Provided that multiple parameters can be specified in a single variant definition, we must gather them all into a separate C structure:
typedef struct <datatype-name><variant-name> {
<type>0 _0;
...
<type>N _N;
} <datatype-name><variant-name>;
Metavariables:
-
<datatype-name>
is a sum type name. -
<variant-name>
is a variant name. -
<type>I
is a type of Ith variant parameter.
So far so good. Now, in order to collect all variant data structures into a single entity, we must put them into a union:
typedef union <datatype-name>Variants {
char dummy;
<datatype-name><variant-name>0 <variant-name>0;
...
<datatype-name><variant-name>N <variant-name>N;
} <datatype-name>Variants;
char dummy;
is very important: consider a situation where a datatype
definition is analogous to a plain enum
in C. In this case, <datatype-name>Variants
would contain only char dummy;
. If it was not present, the union would be empty, thus violating the C standard.

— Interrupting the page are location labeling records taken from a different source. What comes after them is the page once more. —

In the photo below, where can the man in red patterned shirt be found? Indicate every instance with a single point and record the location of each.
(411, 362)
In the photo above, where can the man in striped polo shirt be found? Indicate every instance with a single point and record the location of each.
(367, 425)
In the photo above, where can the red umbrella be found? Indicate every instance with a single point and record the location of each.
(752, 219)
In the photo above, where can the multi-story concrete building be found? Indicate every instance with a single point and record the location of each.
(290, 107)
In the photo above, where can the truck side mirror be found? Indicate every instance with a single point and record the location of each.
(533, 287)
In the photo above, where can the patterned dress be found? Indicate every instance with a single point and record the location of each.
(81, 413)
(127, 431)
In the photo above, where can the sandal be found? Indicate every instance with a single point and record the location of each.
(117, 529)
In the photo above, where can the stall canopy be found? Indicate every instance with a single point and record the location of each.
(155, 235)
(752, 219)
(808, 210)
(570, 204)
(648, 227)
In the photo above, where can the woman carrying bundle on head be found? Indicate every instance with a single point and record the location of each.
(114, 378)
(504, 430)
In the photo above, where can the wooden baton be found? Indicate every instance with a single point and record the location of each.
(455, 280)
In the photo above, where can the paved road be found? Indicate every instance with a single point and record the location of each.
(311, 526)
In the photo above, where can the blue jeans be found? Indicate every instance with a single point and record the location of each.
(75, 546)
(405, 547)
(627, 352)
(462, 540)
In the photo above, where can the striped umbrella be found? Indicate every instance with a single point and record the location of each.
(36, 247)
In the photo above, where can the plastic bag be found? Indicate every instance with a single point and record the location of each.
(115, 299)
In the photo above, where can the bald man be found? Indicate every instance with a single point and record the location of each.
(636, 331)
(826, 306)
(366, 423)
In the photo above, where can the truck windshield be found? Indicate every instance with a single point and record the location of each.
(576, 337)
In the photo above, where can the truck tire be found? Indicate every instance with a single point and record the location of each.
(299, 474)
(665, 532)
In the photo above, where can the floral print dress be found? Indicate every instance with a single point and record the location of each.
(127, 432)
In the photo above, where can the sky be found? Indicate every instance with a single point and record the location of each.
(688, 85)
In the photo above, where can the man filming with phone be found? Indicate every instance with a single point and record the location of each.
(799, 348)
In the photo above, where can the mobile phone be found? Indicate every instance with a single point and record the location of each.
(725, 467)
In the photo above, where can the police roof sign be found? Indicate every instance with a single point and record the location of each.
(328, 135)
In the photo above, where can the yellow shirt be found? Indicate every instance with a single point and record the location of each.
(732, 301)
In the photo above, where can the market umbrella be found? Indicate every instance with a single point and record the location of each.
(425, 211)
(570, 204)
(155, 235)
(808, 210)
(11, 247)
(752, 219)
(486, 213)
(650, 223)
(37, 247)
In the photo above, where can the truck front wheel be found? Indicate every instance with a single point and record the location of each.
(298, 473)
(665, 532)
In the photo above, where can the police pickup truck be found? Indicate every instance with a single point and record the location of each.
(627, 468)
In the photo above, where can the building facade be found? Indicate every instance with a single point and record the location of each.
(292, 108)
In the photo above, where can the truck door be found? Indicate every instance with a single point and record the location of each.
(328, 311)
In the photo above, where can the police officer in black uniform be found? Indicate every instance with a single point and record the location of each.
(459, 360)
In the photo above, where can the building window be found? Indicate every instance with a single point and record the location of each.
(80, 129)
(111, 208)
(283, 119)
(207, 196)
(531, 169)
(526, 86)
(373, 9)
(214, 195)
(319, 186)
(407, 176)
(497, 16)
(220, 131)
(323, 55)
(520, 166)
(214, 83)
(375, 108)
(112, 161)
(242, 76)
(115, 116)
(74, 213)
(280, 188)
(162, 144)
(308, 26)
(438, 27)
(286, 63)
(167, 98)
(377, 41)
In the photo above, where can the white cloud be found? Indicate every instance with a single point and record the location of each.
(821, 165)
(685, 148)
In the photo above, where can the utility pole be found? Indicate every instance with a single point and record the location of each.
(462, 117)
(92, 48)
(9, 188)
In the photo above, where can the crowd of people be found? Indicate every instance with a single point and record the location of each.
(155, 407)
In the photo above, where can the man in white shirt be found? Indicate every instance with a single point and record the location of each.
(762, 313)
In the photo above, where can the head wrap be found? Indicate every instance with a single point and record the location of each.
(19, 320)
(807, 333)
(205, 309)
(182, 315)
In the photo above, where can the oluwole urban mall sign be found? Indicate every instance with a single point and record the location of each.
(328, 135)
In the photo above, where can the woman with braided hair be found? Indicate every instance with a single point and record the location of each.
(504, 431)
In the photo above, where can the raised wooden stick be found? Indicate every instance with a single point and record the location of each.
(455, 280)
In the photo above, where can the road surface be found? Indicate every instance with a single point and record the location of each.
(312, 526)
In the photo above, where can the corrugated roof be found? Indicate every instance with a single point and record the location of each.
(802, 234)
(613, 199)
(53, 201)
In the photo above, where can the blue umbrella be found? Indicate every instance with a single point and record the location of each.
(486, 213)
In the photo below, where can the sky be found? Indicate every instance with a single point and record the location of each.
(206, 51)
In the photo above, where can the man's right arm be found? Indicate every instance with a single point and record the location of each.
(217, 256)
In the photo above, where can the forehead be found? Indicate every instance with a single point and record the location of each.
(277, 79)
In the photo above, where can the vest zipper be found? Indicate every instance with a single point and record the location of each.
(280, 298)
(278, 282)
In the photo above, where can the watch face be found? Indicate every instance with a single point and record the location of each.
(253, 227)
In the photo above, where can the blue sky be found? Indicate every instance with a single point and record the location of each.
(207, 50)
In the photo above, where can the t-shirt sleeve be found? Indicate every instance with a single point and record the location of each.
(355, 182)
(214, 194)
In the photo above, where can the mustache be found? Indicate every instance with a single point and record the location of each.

In order to allow exhaustive pattern matching (more on this later), a tag is represented as enum
:
typedef enum <datatype-name>Tag {
<variant-name>0Tag, ..., <variant-name>NTag
} <datatype-name>Tag;
At least one variant must be specified in datatype
, so this enumeration will never be empty.
Finalising a tagged union definition:
struct <datatype-name> {
<datatype-name>Tag tag;
<datatype-name>Variants data;
};
Now it can be used as any other manually written tagged union.
Value constructors
A value constructor is an inline static
function which constructs a variant instance. Each variant has its own value constructor.
inline static <datatype-name> <variant-name>(...) {
<datatype-name> result;
result.tag = <variant-name>Tag;
result.data.dummy = '\0';
{
result.data.<variant-name>._0 = _0;
...
result.data.<variant-name>._N = _N;
}
return result;
}
(We set result.data.dummy
to '\0'
even if no variant payload is present, so that .dummy
is always initialised.)
Contrary to manual initialisation (a.k.a. {.tag = A, .data.A = { ... }}
), a value constructor is
- More convenient to use.
- Safer: it automatically injects a corresponding tag, protecting a user from invalid combinations of tag + data.
Pattern matching
This is the most interesting part. Pattern matching is described by the following form:
match(val) {
of(<variant-name>0, ...) <stmt>
...
of(<variant-name>N, ...) <stmt>
}
How this can be implemented? The key idea is to use statement prefixes. They were first introduced by Simon Tatham in his Metaprogramming Custom Control Structures in C.
So what is actually a statement prefix? It is any C language construction that must precede a C statement. Here are some examples: if (...)
, for (...)
, while (...)
, if (...) <stmt> else
, a label, or a combination thereof. Moreover, a statement prefix together with a statement afterwards results in a single C statement. From my experience, for (...)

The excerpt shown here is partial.